The abrupt departure of Carlyle group chief Kewsong Lee may be a case of the “empire striking back”, analysts have suggested, as co-founder Bill Conway steps back in as interim chief executive.
The Washington-based private equity outfit announced abruptly on Sunday that Lee would be departing the firm after five years, with Carlyle co-founder Conway temporarily taking the reins as it hunts for a new chief.
Sources told Reuters yesterday that the exit was triggered by negotiations on a new contract over which he clashed with Carlyle’s board.
Lee had been brought on by Conway from rival Warburg Pincus, and Oppenheimer analyst Chris Kotowski said the move may be a case of the founders reasserting control
“It is, in our mind, most likely a case of the empire striking back,” Kotowski said.
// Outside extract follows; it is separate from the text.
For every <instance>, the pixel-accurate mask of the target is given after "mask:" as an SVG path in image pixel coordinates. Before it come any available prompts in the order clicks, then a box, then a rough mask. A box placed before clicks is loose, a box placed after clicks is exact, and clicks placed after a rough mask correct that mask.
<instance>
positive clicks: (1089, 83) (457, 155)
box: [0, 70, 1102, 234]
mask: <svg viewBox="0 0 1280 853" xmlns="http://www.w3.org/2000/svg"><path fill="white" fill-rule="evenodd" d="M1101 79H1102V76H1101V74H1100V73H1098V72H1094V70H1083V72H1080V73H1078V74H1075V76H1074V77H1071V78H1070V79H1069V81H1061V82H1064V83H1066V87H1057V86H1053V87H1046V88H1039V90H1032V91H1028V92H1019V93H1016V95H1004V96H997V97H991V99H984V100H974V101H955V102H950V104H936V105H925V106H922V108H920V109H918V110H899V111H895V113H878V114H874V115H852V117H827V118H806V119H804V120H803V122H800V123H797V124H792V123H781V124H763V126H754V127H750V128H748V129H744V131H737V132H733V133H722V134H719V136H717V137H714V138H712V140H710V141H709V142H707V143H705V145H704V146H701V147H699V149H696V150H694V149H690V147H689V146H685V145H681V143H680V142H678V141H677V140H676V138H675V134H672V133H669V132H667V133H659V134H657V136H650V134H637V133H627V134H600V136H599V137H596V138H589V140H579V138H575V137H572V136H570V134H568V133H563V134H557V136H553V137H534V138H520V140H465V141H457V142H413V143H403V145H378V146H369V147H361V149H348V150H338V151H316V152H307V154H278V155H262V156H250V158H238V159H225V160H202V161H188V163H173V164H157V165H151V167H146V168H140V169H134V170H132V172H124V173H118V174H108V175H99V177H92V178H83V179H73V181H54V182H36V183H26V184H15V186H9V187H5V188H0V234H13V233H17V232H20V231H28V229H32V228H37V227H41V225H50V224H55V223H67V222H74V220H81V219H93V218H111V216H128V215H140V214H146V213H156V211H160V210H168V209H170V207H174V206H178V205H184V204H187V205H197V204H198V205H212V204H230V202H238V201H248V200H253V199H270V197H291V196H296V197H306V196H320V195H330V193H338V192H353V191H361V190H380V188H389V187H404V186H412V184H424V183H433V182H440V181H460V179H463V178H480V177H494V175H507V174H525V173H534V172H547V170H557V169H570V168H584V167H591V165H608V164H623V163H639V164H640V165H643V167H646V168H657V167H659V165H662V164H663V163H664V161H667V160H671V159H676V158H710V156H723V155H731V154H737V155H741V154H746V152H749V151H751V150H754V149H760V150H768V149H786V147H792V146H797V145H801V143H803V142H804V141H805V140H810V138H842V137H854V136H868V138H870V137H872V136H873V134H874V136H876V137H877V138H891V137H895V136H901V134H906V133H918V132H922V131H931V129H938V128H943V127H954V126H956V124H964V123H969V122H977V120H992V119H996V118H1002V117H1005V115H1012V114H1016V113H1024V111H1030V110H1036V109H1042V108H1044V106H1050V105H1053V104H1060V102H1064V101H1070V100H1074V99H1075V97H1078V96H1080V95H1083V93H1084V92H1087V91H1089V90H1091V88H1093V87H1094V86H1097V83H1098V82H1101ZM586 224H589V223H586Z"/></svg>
“All the other private equity managers that we cover have had internal, homegrown talent lead their transition from the founders, and that is probably not an accident. It is a business where personalities matter.”
Lee took over as sole chief in 2020 after joining Carlyle in 2013, but his attempts to reshape the firm had reportedly put him at odds with firm’s board, including trying to shift the firm’s power base toward New York.
Shares in the firms plunged beyond seven per cent yesterday on the news of the departure.
Conway said in a statement on Sunday that Carlyle was “grateful to Kewsong for everything he has done to position Carlyle for the future.”
“Today, Carlyle is a more diversified, resilient firm with the resources to continue to invest in accelerating our growth trajectory,” he added.